Para a advogada Aline Ribeiro Pereira, especialista em Direito Constitucional e Eleitoral, proibições que valem em período eleitoral também se estendem à pré-campanha.

"Observa-se tanto nos vídeos como nas fotos postados em redes sociais que a pré-candidata é conhecida como 'líder' do projeto, levando-se a concluir que, de alguma forma, ela está contribuindo para a execução das obras", diz Aline, que integra o escritório Lima e Góis Advogados

"Existe entendimento jurisprudencial de que tudo aquilo que é vedado na campanha eleitoral, também é vedado na pré-campanha. É proibido doar, oferecer, prometer ou entregar qualquer bem ou vantagem pessoal com o objetivo de conseguir voto, assim como é proibido distribuir quaisquer bens ou materiais que possam proporcionar vantagem ao eleitor. Essas práticas podem configurar captação ilícita de sufrágio."

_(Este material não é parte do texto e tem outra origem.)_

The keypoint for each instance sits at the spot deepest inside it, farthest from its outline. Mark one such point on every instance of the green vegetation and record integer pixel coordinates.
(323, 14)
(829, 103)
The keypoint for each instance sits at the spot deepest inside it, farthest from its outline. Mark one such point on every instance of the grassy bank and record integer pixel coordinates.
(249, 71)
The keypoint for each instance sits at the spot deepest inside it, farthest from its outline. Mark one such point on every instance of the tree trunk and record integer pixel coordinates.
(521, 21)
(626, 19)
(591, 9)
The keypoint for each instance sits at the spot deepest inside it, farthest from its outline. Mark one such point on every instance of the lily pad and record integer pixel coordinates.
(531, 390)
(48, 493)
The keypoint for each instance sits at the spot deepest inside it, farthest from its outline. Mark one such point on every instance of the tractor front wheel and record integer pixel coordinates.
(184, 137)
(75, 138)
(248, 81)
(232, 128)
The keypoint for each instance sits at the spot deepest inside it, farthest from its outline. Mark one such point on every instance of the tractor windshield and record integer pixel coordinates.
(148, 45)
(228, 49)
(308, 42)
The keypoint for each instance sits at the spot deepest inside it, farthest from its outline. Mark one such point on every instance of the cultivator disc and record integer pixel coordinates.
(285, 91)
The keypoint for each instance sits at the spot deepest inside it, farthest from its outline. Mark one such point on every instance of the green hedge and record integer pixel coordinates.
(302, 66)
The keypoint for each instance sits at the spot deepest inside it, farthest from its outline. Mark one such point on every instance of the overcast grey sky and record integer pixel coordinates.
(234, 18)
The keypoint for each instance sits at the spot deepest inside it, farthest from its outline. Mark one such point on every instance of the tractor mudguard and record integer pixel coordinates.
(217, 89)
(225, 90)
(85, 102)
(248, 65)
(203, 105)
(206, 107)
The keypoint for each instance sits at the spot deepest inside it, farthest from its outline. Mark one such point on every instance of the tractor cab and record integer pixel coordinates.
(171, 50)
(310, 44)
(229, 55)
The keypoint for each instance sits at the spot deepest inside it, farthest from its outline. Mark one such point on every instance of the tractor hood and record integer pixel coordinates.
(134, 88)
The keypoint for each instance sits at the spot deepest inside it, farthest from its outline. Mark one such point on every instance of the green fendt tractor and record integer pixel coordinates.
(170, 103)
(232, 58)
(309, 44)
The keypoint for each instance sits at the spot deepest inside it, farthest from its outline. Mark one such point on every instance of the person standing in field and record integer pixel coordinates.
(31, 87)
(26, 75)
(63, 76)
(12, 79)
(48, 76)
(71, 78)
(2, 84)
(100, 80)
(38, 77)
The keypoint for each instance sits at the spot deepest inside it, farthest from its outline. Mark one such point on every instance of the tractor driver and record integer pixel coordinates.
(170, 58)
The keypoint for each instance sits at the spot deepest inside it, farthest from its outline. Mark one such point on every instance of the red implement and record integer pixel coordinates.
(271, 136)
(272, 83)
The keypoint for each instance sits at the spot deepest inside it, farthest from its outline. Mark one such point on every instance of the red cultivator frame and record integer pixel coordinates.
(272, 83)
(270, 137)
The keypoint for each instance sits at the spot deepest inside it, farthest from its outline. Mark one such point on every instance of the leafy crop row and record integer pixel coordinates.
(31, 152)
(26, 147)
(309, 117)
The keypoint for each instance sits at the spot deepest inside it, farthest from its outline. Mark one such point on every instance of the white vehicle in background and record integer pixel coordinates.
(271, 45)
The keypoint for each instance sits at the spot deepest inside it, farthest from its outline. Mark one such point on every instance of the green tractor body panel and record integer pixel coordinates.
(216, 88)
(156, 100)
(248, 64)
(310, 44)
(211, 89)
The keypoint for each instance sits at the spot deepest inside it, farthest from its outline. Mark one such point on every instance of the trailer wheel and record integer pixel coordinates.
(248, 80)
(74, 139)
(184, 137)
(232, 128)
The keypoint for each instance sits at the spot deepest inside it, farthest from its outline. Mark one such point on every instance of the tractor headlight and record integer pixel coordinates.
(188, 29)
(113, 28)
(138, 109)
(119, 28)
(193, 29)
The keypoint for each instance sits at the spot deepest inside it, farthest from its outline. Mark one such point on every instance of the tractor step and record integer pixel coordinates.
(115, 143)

Para o doutor em Direito pela USP (Universidade de São Paulo) Renato Ribeiro de Almeida, da Abradep (Academia Brasileira de Direito Eleitoral e Político), o caso, em tese, poderia se enquadrar no que a legislação eleitoral chama de abuso de poder econômico —emprego de gastos vultosos com propósito eleitoral.

"O abuso de poder econômico precisa ser muito bem provado. Deve haver a comprovação de que os recursos financeiros empregados tiveram propósito eleitoral e visavam a eleição de alguém específico, alterando o equilíbrio e isonomia das eleições (...) No caso em questão, caberia ação de investigação judicial eleitoral para comprovar se houve o propósito eleitoral ou se os fatos narrados constituem meros atos de caridade."

Dentre as possíveis sanções do abuso de poder econômico, destacam-se multa, cassação do registro ou diploma (se eleito) e inelegibilidade por 8 anos, explica Ribeiro de Almeida.